The Winner's Kiss (The Winner's Trilogy, #3)(76)
“Are you aware”—Arin’s voice hardened—“of what he would have done to you?”
“If he’d tried to kill me, he would have succeeded. He didn’t want to. That’s the only reason I was able—”
“He didn’t want to kill you because he wanted to capture you.”
“I know. I can know that and still feel sorry.”
“Don’t ask me to share your sentiment.”
“I’m not.”
“If he’d taken you . . .” Arin stopped, then said, “They’re murderers. Slavers. Thieves. I am not sorry. I will never be sorry.”
“So you’ve never questioned a kill.”
His eyes flashed, then looked haunted. “I won’t.”
Kestrel searched his face, her anger fading with the reminder that their difficulties were different, and Arin’s own damage ran deep. Whether she meant to or not, she was probing into raw places. “I’ve upset you.”
“Yes, I’m upset. It’s upsetting to hear that you feel guilty for defending yourself against someone who would have hurt you.”
“There’s more to it than that.”
He looked down at his hands, spotted with her blood. “You can change your mind. It’s all right if you do. You don’t have to be part of this war.”
“Yes, I do. My mind isn’t changed.”
“It was him or you,” he said softly. “You had to choose.”
Her gaze fell to the wet grass beneath her, the wrapped bandage. She thought of her past. Her whole life. “I want better choices.”
“Then we must make a world that has them.”
When Roshar saw her ripped, one-legged trousers and Arin at her side as they stood outside the prince’s tent, his eyes glinted with mirth and Kestrel felt quite sure that the prince was going to say it was about time Arin tore her clothes off. Then Roshar might comment coyly on Arin’s inability to reach a full conclusion (Only one trouser leg? she imagined Roshar saying. How lazy of you, Arin), or on the quaint quality of Arin’s modesty (What a little lamb you are). Perhaps he’d offer condolences to Kestrel on the partial death of her trousers. He’d ask whether she’d gotten injured on purpose.
Kestrel flushed. “Things at the scout station didn’t go according to plan,” she said, stating the obvious in order to shunt the conversation to where it should be. Not, absolutely not, about what had happened or didn’t happen in Arin’s tent.
“She’s wounded,” said Arin—who, although he didn’t look it, must have also been flustered if he, too, felt he had to state the obvious.
“Barely,” Roshar said. “A mere scratch, or she wouldn’t be standing.”
“You could offer her a seat,” Arin said.
“Ah, but I have only two chairs in my tent, little Herrani, and we are three. I suppose she could always sit on your lap.”
Arin shot him a look of deep annoyance and pushed inside the tent.
“But I could have said something so much worse,” Roshar protested.
“Say nothing at all,” Kestrel told him.
“That would be very unlike me.”
She ignored him. When the three of them were inside the prince’s tent (Arin chose to stand), she explained in detail what had happened. “I wrote the letter to the general,” she finished, “and launched the hawk.”

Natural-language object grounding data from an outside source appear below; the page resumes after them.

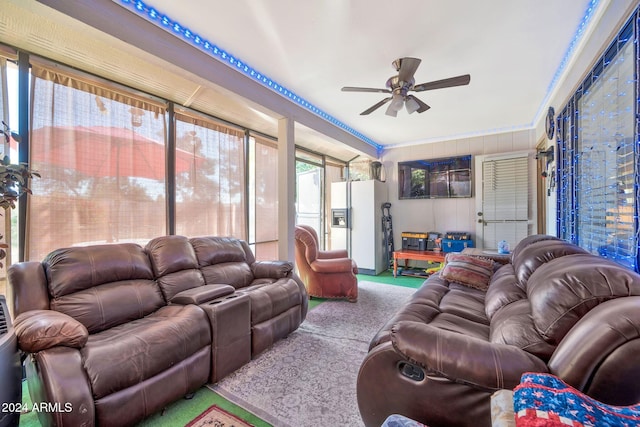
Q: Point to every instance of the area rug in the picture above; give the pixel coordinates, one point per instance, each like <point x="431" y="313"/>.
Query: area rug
<point x="309" y="378"/>
<point x="217" y="417"/>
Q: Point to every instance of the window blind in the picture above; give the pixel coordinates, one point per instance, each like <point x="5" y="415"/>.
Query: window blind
<point x="506" y="200"/>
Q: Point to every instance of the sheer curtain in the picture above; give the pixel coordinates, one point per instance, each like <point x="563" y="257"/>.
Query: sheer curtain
<point x="4" y="115"/>
<point x="101" y="153"/>
<point x="210" y="196"/>
<point x="264" y="196"/>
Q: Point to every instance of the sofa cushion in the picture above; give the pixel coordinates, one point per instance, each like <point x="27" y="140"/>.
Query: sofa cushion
<point x="223" y="260"/>
<point x="131" y="353"/>
<point x="174" y="265"/>
<point x="112" y="304"/>
<point x="529" y="258"/>
<point x="503" y="290"/>
<point x="472" y="271"/>
<point x="562" y="291"/>
<point x="270" y="300"/>
<point x="513" y="325"/>
<point x="102" y="286"/>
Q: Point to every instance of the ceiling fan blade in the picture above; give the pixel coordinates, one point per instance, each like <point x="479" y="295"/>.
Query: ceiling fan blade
<point x="440" y="84"/>
<point x="375" y="106"/>
<point x="422" y="106"/>
<point x="364" y="89"/>
<point x="408" y="67"/>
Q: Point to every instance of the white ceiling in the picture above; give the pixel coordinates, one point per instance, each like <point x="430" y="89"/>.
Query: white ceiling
<point x="512" y="49"/>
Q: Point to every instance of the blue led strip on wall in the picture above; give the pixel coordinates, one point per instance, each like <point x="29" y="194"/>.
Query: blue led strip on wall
<point x="574" y="42"/>
<point x="140" y="8"/>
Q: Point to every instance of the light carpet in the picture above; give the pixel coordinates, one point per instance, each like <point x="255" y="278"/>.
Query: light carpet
<point x="309" y="379"/>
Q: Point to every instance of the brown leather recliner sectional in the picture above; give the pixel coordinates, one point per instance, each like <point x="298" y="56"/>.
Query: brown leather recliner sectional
<point x="554" y="308"/>
<point x="116" y="332"/>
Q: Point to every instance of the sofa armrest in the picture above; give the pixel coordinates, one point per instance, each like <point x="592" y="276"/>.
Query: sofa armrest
<point x="271" y="269"/>
<point x="461" y="358"/>
<point x="336" y="265"/>
<point x="39" y="330"/>
<point x="202" y="294"/>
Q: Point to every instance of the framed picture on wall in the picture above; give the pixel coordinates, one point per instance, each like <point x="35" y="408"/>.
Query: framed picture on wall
<point x="435" y="178"/>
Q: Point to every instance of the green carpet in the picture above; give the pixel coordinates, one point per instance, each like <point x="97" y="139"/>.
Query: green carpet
<point x="181" y="412"/>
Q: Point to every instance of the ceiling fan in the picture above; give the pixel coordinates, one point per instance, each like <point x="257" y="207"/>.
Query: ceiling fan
<point x="399" y="87"/>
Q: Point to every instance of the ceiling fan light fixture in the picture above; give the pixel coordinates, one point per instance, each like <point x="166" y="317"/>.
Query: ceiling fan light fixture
<point x="397" y="102"/>
<point x="391" y="111"/>
<point x="411" y="105"/>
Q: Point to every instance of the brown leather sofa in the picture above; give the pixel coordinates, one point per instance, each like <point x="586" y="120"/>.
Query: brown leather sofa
<point x="115" y="332"/>
<point x="555" y="308"/>
<point x="327" y="274"/>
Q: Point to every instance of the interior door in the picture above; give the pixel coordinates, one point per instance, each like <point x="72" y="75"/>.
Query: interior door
<point x="504" y="198"/>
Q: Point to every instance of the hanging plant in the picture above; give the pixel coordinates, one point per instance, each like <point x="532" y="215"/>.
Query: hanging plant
<point x="14" y="182"/>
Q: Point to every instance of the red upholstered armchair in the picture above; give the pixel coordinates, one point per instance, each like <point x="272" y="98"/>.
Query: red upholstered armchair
<point x="326" y="274"/>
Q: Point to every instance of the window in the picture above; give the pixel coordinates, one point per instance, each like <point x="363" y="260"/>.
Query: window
<point x="101" y="155"/>
<point x="598" y="165"/>
<point x="263" y="197"/>
<point x="210" y="178"/>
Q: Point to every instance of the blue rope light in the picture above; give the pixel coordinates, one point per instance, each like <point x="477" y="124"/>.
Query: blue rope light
<point x="574" y="42"/>
<point x="142" y="9"/>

“How many sets of codes do Valorian scout runners use?” Roshar asked.
Kestrel dug her thumbnail into the teak arm of her chair. “Many. I’m not sure exactly. I might not remember all of what my father taught me, or he could have chosen to teach me only some of them. New ones could have been created and put into use since then.”
“So the chances that the letter you wrote is the correct code, and will be the one the general expects to see, are slim.”
“Yes.”
“How did you choose which code to use?” Arin asked.
“The officer had counters in his tent, which was unusual, unless he was in charge of accounting for the army’s supplies, and that’d be done at the main camp where supplies are kept. I remembered a numeric code. He could have been using counters to help him write in it.”
“Or,” said Roshar, “your father will read the note, see one code when he expects another, and will send someone to the station, where there’s a dead body.”
“If so,” Arin said, “then we’re no worse off than we were before.”
“Oh yes, we are. The general will know the letter’s a ploy, and will do the opposite of what we want. He’ll ignore the main road. He’ll take back roads through the forests where our guns would be of dubious use and we wouldn’t have the advantage of height. You know this.”
Arin shut his mouth, glancing uneasily at Kestrel. Yes. He had known this, as had she. She felt worse for his effort to make her mistake seem smaller. He knew its true size.
Roshar leaned back in his creaking chair. His eyes slid from Arin to Kestrel, black as lacquer, the green lines around them fresh. “Can you tell me anything more cheerful than all this?”
“My letter mentioned nothing about a plan to use plague bodies as a defensive attack during a siege. I had to say that to the officer, to make him keep his distance. But once he was dead that lie wasn’t necessary. Now the manor can seem to be an even easier and more appealing target.”